Si tratta di un risultato rilevante, seppure largamente insufficiente a riportare la disoccupazione sui valori del 2007-2008, vale a dire attorno al 7%. Il livello massimo di disoccupazione è stato raggiunto nel novembre 2014 (13%), mentre ad aprile 2017 è risultato ridotto di quasi due punti (11,1%). La disoccupazione è aumentata non solo come conseguenza della contrazione della domanda, ma anche per effetto dell’aumento dei tassi di partecipazione, ora superiori al 65% contro il 62-63 per cento degli anni pre-crisi. Sono aumentati in particolare quelli delle donne e degli over 50.

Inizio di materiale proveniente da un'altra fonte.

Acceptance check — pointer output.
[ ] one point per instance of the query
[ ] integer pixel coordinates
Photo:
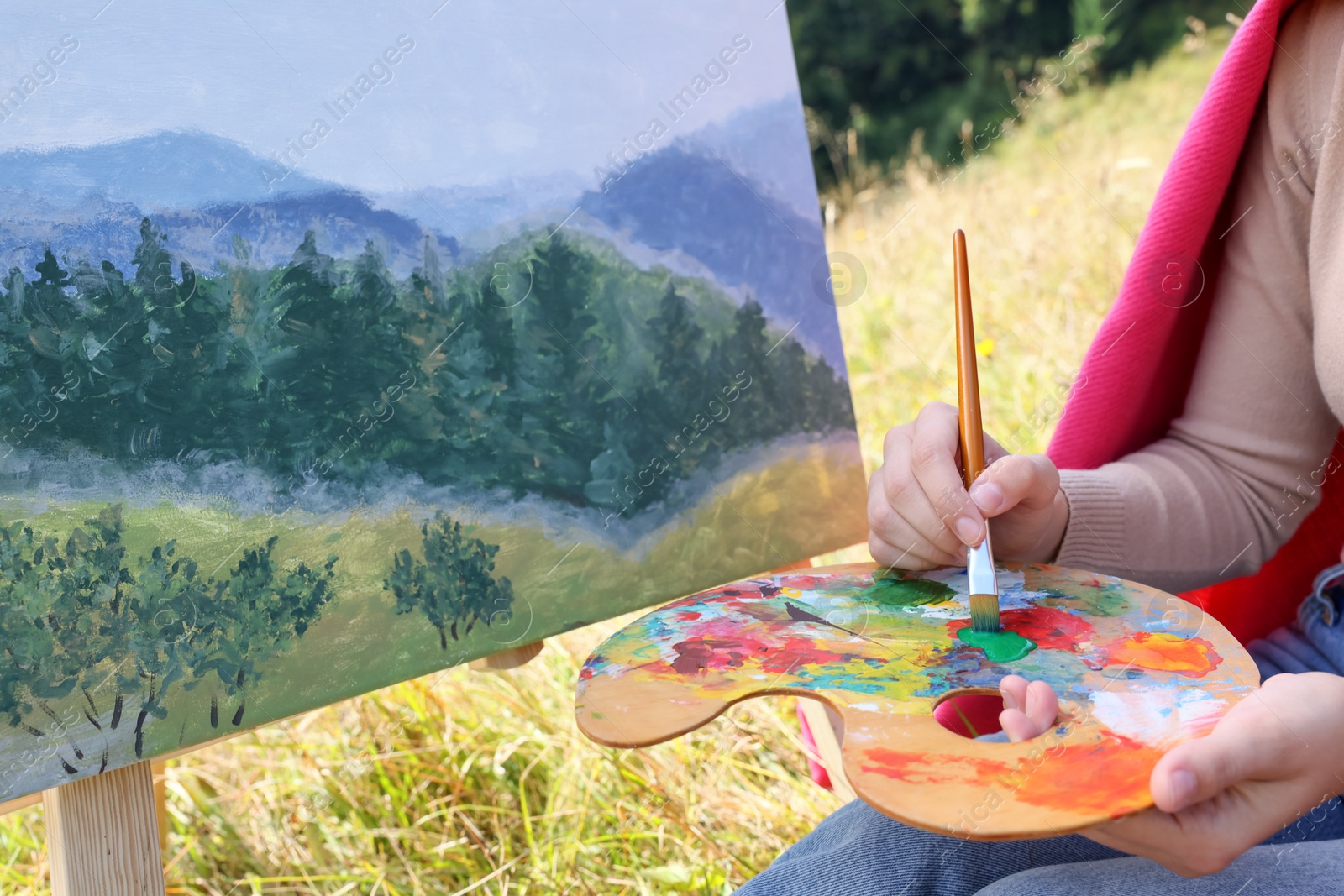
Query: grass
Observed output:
(463, 779)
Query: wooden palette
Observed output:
(1137, 671)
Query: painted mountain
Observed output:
(273, 434)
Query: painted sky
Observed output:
(506, 89)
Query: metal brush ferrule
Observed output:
(980, 569)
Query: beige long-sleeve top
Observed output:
(1241, 468)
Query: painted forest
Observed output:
(551, 365)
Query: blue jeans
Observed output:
(860, 852)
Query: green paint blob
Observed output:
(1000, 647)
(906, 593)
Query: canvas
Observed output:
(340, 344)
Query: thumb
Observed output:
(1028, 479)
(1200, 770)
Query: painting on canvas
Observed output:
(344, 344)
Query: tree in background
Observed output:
(885, 69)
(454, 584)
(326, 369)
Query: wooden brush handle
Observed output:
(968, 380)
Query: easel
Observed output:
(107, 833)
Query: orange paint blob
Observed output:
(1163, 652)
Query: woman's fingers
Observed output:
(1028, 479)
(934, 464)
(1042, 705)
(1030, 710)
(900, 511)
(1014, 691)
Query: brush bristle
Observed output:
(984, 613)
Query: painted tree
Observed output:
(452, 584)
(76, 620)
(261, 610)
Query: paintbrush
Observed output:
(980, 559)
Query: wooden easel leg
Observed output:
(511, 658)
(102, 836)
(160, 770)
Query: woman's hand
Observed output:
(921, 516)
(1274, 757)
(1030, 710)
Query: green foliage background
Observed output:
(891, 67)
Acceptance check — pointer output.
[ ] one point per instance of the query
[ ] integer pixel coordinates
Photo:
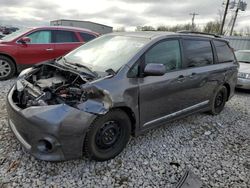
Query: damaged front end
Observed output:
(49, 84)
(51, 108)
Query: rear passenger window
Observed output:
(87, 37)
(64, 37)
(166, 53)
(197, 53)
(224, 53)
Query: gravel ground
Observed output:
(215, 148)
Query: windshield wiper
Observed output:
(110, 72)
(75, 65)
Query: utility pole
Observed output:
(224, 17)
(193, 17)
(239, 6)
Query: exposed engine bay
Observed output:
(50, 85)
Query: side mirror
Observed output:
(25, 40)
(152, 69)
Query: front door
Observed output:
(39, 49)
(170, 95)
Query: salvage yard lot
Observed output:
(215, 148)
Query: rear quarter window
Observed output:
(87, 37)
(224, 52)
(61, 36)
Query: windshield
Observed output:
(106, 52)
(243, 56)
(15, 34)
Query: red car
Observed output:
(26, 47)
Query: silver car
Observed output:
(243, 56)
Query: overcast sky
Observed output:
(116, 13)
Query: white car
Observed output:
(243, 57)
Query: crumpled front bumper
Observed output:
(62, 126)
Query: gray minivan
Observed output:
(91, 100)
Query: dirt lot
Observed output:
(215, 148)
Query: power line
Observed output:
(224, 17)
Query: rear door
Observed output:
(65, 41)
(164, 97)
(39, 49)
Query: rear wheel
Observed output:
(7, 68)
(219, 100)
(108, 135)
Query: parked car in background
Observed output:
(26, 47)
(6, 31)
(91, 100)
(243, 56)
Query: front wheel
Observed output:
(108, 135)
(7, 68)
(219, 100)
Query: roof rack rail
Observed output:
(197, 32)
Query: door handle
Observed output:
(181, 78)
(49, 49)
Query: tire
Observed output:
(107, 136)
(219, 100)
(7, 68)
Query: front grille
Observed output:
(242, 75)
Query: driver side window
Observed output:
(166, 53)
(40, 37)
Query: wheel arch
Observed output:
(131, 116)
(228, 90)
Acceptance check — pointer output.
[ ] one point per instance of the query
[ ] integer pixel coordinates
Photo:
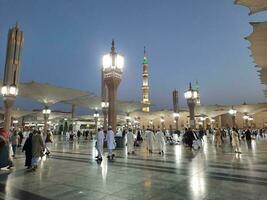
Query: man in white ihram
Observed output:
(150, 138)
(110, 142)
(160, 139)
(99, 143)
(130, 141)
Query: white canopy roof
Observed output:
(48, 94)
(253, 5)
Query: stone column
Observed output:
(112, 99)
(233, 121)
(8, 103)
(191, 105)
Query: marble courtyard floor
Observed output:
(71, 172)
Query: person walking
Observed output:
(160, 140)
(217, 137)
(27, 147)
(130, 141)
(235, 141)
(20, 138)
(48, 142)
(150, 138)
(99, 143)
(37, 148)
(14, 142)
(110, 143)
(5, 160)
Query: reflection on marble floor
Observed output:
(71, 172)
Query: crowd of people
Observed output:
(36, 145)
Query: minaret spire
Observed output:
(145, 86)
(113, 46)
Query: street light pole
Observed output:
(162, 120)
(246, 117)
(191, 96)
(233, 112)
(9, 89)
(46, 113)
(175, 108)
(96, 116)
(105, 106)
(112, 70)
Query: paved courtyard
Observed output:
(71, 172)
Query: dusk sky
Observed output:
(186, 40)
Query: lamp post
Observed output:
(175, 108)
(191, 97)
(232, 112)
(128, 118)
(46, 113)
(176, 118)
(112, 70)
(246, 117)
(105, 106)
(203, 119)
(150, 124)
(212, 122)
(9, 89)
(250, 119)
(162, 120)
(96, 116)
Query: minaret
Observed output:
(11, 73)
(145, 87)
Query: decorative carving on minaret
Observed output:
(13, 56)
(145, 86)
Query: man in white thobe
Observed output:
(110, 142)
(150, 138)
(99, 143)
(130, 142)
(160, 139)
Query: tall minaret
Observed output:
(9, 89)
(145, 87)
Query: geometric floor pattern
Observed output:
(71, 173)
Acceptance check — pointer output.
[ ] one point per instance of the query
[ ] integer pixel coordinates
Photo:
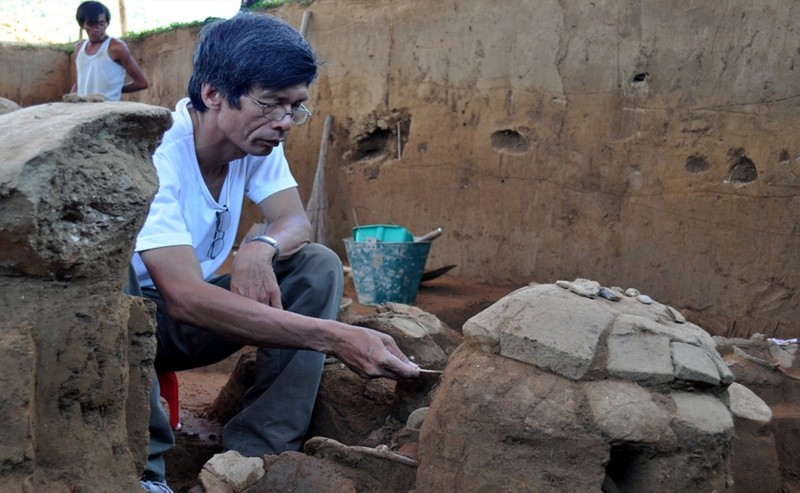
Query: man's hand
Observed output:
(252, 275)
(373, 354)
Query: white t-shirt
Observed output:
(183, 211)
(98, 73)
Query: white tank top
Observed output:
(98, 73)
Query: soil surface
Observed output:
(452, 300)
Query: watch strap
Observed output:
(269, 241)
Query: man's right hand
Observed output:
(372, 354)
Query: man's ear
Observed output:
(211, 96)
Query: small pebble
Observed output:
(632, 292)
(675, 315)
(610, 294)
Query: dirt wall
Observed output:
(648, 144)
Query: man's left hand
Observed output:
(252, 275)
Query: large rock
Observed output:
(563, 390)
(75, 184)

Dall’analisi dei dipendenti e delle loro giornate retribuite secondo la classe d’età – si legge nel Rapporto – emergono significative differenze tra settore pubblico e settore privato. Nel primo le dinamiche risultano negative per tutte le classi di età esclusa quella degli over 60; la contrazione è maggiore per le classi di età più giovani e vi è allineamento tra dinamica dei dipendenti e dinamica delle giornate retribuite per quasi tutte le classi di età. Ciò significa che il numero medio di giornate retribuite tende a rimanere costante; per i più giovani la variazione delle giornate retribuite è maggiore della variazione del numero di dipendenti, il che comporta un incremento nel numero medio di giornate retribuite pro capite.
Nel settore privato extra agricolo la dinamica sia del numero di dipendenti sia del complesso delle giornate retribuite disegna un andamento ad U, dove le tendenze meno positive si hanno per la classe d’età 35-39 anni, mentre per i più giovani e per gli anziani si registrano indici di crescita maggiori per le giornate retribuite rispetto al numero di dipendenti. All’aumento complessivo delle giornate retribuite (+3,8%) ha concorso sia l’allargamento della base occupazionale (+1,5%) sia l’allungamento medio delle giornate retribuite (+2,3%).
A Nord-est è stata rilevata la maggiore dinamica in termini di dipendenti (+2,7% il Trentino Alto Adige, + 2,4% l’Emilia-Romagna, + 2,1% il Veneto), mentre le variazioni più consistenti delle giornate retribuite pro capite sono state registrate per diverse regioni del Centro e del Sud (con una crescita attorno al 4% troviamo Campania, Molise, Puglia, Calabria, Lazio, Basilicata). Schematizzando si può sostenere che nel Centro-sud ha prevalso il consolidamento dello “scalino” 2015, mentre nel Nord-est e, meno intensamente, nel Nord-ovest del Paese hanno prevalso le spinte all’allargamento del perimetro del lavoro dipendente con il nuovo slancio dei contratti a tempo determinato, stagionali e di somministrazione. Boeri concludendo il suo intervento ha tenuto a sottolineare la sostenibilità del sistema previdenziale italiano, anche grazie all’uso efficiente della macchina Inps e ad una complessa riforma organizzativa che ha spostato il baricentro della dirigenza sul territorio.